The more complex critical appraisal bit

They tried to look at people who had meningitis and see how long they waited for a lumbar puncture and why they waited and what impact this had on how they did. But there are lots of problems.

– it’s a chart review – they looked at notes and decided what was wrong with the patient from there. Which can be useful but often you can read the chart whichever way you wish to prove your point. What do you do with missing data? What if someone made a decision on data that wasn’t written down? If you don’t tell how you decided what the chart said then everything that follows is dubious

– the patients they choose to look at are those pulled by discharge coding – so you only get in the study if someone thought you had meningitis and wrote it down. This misses those who had meningitis but no one made the diagnosis and thought they had something else. The famous paper on how to do a chart review is here.

– they excluded people who didn’t get a lumbar puncture – this was 10% of their patients. This is a big problem as there was probably a reason why they didn’t get an LP and so you can’t make statements about all meningitis patients, only the ones who got an LP. Though one would question the validity of a disgnosis of meningitis that doesn’t involve an LP.

– they questioned and reviewed the diagnosis of meningitis – they may well be right that some of the people who got coded as meningitis weren’t meningitis but you can’t do this with a chart review with their methods

– the gold standard seemed to be the British Infection Society guidelines – as with most guidelines these are often evidence light (there’s usually not much evidence in existence). I am aware of no evidence that shows that following the guidelines saves lives even though I agree with the guidelines in most respects.

– they do statistical analysis on symptoms of small numbers of patients from a chart review – this bit is completely pointless – when I think someone has meningitis my aim isn’t to ensure whether I’ve written down whether they vomited before coming in, I ask, but that doesn’t mean I write it down so you can’t find it out retrospectively.

– they try to make firm statements about whether or not a patient should have had a CT based on what was written on the chart when in reality there are lots of reasons, many logistical, why this happens or not.

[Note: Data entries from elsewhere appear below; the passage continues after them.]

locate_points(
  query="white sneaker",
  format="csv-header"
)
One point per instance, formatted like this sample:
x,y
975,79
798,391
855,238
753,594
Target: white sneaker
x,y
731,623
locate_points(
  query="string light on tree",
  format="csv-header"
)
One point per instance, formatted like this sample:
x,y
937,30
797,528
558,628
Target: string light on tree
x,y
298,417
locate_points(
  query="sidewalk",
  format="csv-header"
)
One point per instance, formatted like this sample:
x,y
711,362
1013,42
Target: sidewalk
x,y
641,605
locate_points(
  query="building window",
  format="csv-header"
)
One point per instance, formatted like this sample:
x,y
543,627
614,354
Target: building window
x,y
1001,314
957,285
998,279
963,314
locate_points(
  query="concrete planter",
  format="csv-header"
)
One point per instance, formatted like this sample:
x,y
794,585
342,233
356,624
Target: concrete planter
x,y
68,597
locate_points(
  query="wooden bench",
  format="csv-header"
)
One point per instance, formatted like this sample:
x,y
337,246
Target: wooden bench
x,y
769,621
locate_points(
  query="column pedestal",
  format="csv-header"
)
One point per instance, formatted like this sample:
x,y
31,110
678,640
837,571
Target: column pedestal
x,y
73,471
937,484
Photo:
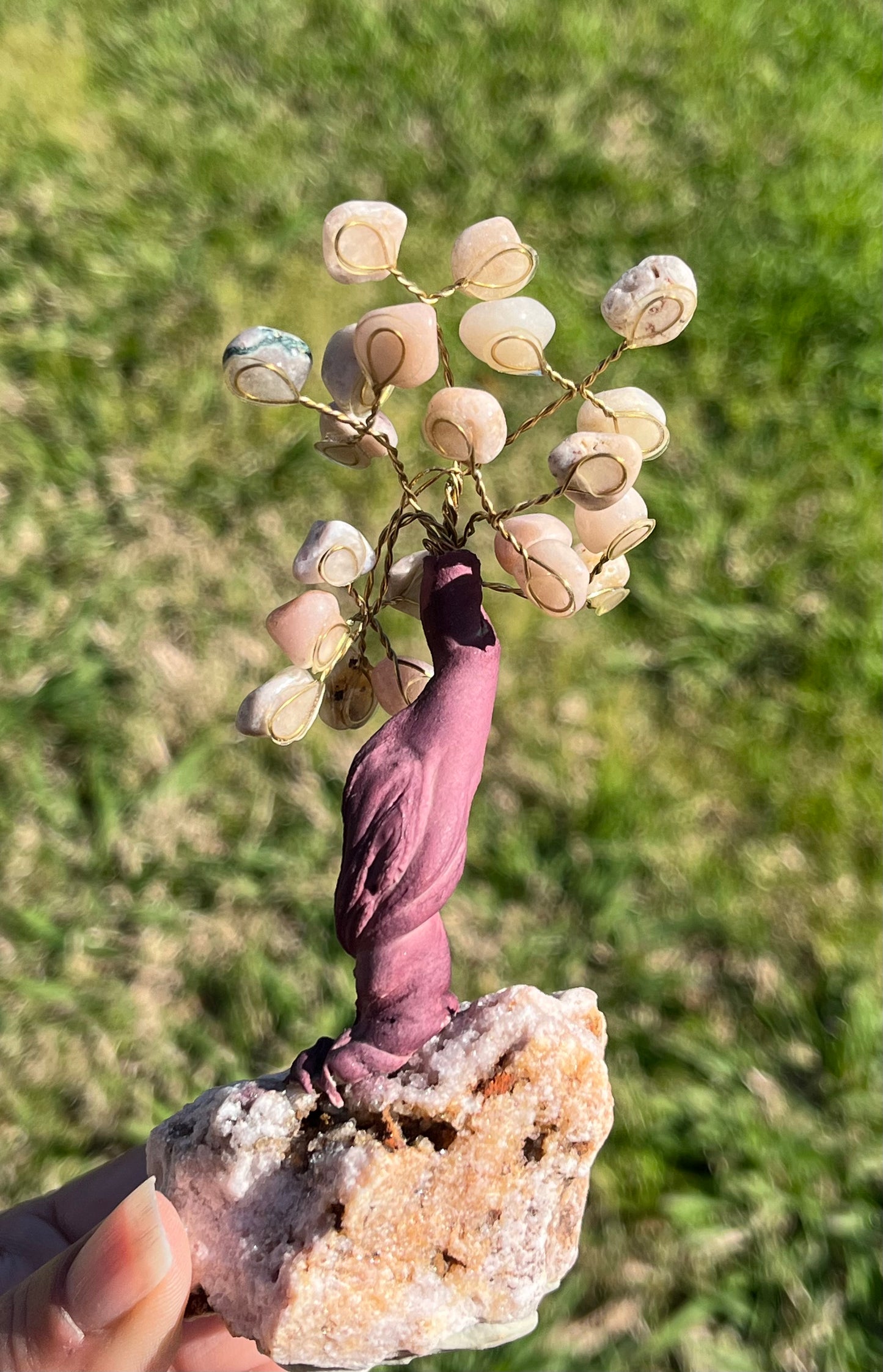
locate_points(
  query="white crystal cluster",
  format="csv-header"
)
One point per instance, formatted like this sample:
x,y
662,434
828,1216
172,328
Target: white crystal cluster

– they note that none of the patients (they selectively chose) had LP prior to antibiotics even though “antibiotics are immediately started after the LP is performed, or sooner if there is a delay of more than 30 mins”. This is kind of weird as the reason they didn’t get the antibiotics before LP may have been that the docs thought there may have been a >30 min delay (for whatever reason) in which case they were following guidelines.

We do lots of needless CT scans – the most useful point I found was that of the 62 patients (two thirds of all) who got scanned none had anything to worry about on CT.

I agree with these guys that we miss valuable information by sending people for silly scans that take too long to move the patients for and get a report and make a decision(not the scan itself which is seconds). I agree that the 4 hour target has caused problems here [though in recent news we appear to be scrapping it]. I agree that we’re all too scared to do the right thing. Unfortunately this isn’t great proof of that.